There are two aspects to the information taken from a sample of a finite population. One source of information is the direct information about the sampled units, which form part of the population. This source of information occurs in proportion to the amount of the population you have sampled. It is reflected in the above formula by population correction term, which goes to zero as $n \rightarrow N$. The other source of information is the indirect inferential information that the sampled units give about the non-sampled units. This source of information is determined by the raw size of the sample, and occurs independently of the size of the population. It is reflected in the "sampling" term, which decreases as $n$ gets larger.
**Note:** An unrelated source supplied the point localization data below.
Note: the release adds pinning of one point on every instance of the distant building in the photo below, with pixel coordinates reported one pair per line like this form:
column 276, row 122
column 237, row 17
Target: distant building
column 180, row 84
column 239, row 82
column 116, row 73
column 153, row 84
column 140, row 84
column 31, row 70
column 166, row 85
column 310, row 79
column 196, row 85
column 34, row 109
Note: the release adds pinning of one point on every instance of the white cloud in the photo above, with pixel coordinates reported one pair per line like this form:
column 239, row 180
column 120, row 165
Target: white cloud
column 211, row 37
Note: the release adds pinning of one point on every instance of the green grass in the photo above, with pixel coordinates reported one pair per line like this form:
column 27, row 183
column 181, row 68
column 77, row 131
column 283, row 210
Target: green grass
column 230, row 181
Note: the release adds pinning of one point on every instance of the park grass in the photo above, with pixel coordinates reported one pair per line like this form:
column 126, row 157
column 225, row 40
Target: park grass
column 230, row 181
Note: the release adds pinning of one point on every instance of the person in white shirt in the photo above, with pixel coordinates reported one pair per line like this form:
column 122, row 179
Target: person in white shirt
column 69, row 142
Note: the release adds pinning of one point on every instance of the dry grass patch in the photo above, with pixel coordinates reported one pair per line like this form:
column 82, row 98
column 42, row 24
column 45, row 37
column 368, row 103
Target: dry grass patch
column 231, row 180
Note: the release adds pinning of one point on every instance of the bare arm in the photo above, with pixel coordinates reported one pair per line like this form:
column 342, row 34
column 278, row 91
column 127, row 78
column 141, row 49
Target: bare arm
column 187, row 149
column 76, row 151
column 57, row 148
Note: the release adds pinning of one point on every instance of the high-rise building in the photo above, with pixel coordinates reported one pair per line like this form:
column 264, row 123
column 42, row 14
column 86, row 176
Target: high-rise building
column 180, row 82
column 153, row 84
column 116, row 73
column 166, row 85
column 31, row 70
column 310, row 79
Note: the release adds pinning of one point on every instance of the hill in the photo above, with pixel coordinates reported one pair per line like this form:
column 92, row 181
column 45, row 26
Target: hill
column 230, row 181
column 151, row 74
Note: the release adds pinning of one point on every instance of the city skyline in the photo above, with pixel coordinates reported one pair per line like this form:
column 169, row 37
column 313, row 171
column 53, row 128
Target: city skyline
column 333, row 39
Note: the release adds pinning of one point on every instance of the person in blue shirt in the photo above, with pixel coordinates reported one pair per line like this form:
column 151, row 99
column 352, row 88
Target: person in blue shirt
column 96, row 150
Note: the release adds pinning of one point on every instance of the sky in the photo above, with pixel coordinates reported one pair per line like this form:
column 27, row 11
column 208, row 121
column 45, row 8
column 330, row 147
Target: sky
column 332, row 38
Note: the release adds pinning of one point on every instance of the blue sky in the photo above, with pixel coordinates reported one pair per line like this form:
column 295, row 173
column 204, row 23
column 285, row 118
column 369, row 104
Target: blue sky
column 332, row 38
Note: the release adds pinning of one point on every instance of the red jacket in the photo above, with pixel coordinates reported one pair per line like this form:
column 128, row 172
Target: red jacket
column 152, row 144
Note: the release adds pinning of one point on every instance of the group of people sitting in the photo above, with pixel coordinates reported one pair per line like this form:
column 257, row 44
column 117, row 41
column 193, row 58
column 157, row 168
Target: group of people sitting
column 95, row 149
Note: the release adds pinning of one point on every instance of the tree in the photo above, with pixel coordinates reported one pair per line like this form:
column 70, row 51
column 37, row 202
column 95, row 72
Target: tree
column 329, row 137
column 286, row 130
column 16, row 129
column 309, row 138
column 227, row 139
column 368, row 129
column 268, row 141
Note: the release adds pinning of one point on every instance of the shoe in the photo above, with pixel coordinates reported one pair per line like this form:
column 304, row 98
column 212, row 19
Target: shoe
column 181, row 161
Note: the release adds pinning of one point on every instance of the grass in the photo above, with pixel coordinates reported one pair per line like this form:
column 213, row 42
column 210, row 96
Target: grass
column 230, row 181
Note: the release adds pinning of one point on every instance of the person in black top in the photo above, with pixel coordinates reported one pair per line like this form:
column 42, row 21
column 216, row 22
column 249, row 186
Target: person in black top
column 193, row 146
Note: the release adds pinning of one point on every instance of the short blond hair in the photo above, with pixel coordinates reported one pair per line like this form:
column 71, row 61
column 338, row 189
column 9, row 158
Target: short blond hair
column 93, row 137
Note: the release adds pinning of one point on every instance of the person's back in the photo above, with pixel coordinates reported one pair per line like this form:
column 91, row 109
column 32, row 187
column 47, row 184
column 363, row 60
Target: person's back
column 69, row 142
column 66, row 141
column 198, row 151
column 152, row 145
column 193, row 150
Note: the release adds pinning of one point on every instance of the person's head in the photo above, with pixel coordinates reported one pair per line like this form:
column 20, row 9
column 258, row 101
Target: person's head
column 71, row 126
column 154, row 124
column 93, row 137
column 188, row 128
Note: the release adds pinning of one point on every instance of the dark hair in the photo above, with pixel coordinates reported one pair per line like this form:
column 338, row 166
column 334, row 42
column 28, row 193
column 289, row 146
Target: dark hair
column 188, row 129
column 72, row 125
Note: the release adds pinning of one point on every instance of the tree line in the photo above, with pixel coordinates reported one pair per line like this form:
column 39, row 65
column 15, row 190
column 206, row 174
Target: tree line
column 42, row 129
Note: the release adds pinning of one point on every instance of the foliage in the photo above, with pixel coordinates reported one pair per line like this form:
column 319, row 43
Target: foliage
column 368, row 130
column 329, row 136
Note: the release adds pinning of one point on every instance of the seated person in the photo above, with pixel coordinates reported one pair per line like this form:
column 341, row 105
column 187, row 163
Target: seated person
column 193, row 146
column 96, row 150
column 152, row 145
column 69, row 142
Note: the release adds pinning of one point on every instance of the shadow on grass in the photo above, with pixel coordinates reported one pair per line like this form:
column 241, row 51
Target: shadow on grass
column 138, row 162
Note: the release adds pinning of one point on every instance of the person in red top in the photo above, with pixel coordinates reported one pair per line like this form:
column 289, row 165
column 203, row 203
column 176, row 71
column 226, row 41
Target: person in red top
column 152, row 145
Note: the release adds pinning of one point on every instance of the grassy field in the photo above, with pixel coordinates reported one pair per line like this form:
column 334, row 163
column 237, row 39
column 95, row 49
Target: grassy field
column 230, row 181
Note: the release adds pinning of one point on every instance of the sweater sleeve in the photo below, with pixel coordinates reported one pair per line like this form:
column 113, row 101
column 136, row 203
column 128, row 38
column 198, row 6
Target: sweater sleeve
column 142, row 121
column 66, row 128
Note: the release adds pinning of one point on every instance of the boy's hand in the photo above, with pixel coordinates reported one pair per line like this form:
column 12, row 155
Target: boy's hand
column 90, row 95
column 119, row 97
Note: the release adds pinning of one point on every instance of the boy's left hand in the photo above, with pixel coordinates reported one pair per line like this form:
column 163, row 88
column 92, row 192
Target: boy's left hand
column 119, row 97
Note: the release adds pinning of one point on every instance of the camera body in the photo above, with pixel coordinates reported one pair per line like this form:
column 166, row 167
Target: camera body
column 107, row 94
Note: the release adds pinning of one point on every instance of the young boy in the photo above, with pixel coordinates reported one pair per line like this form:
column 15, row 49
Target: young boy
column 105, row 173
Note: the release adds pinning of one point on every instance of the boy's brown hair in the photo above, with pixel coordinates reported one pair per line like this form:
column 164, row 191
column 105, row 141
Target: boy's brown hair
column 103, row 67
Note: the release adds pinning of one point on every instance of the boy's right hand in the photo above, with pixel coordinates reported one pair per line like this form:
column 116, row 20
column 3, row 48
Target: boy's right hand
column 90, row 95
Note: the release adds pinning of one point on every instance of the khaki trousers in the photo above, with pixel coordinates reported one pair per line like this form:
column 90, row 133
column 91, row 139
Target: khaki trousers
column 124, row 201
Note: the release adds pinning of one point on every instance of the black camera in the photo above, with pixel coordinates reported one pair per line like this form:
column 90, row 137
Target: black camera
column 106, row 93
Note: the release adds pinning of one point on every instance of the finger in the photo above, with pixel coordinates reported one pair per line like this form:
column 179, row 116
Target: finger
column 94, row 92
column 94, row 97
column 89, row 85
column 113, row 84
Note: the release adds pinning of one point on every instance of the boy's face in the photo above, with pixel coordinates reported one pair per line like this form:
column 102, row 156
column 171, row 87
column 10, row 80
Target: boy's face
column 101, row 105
Even if $N = \infty$ it is possible to reduce the width of this confidence interval (and thus increase the accuracy of the inference) as narrowly as you want by taking sufficiently large $n$. It is possible to obtain a very narrow confidence interval (i.e., a very accurate inference) with a sample that is only a tiny proportion of the full population (or even zero proportion of an infinite population). In sampling problems where you have a large (or even infinite) population, it is possible to get good inferences with samples that are large in raw size, but small as a proportion of the population (even infinitesimally small). In such cases there is little to no direct information from the sample, but a large amount of indirect inferential information.
This is really the core lesson of sampling theory, so if you are unfamiliar with it, you should try taking a basic course on sampling the mean of a population. The belief that a particular proportion of the population is required to obtain a good inference is a common sampling fallacy; it is based on ignoring the inferential information provided by the sample.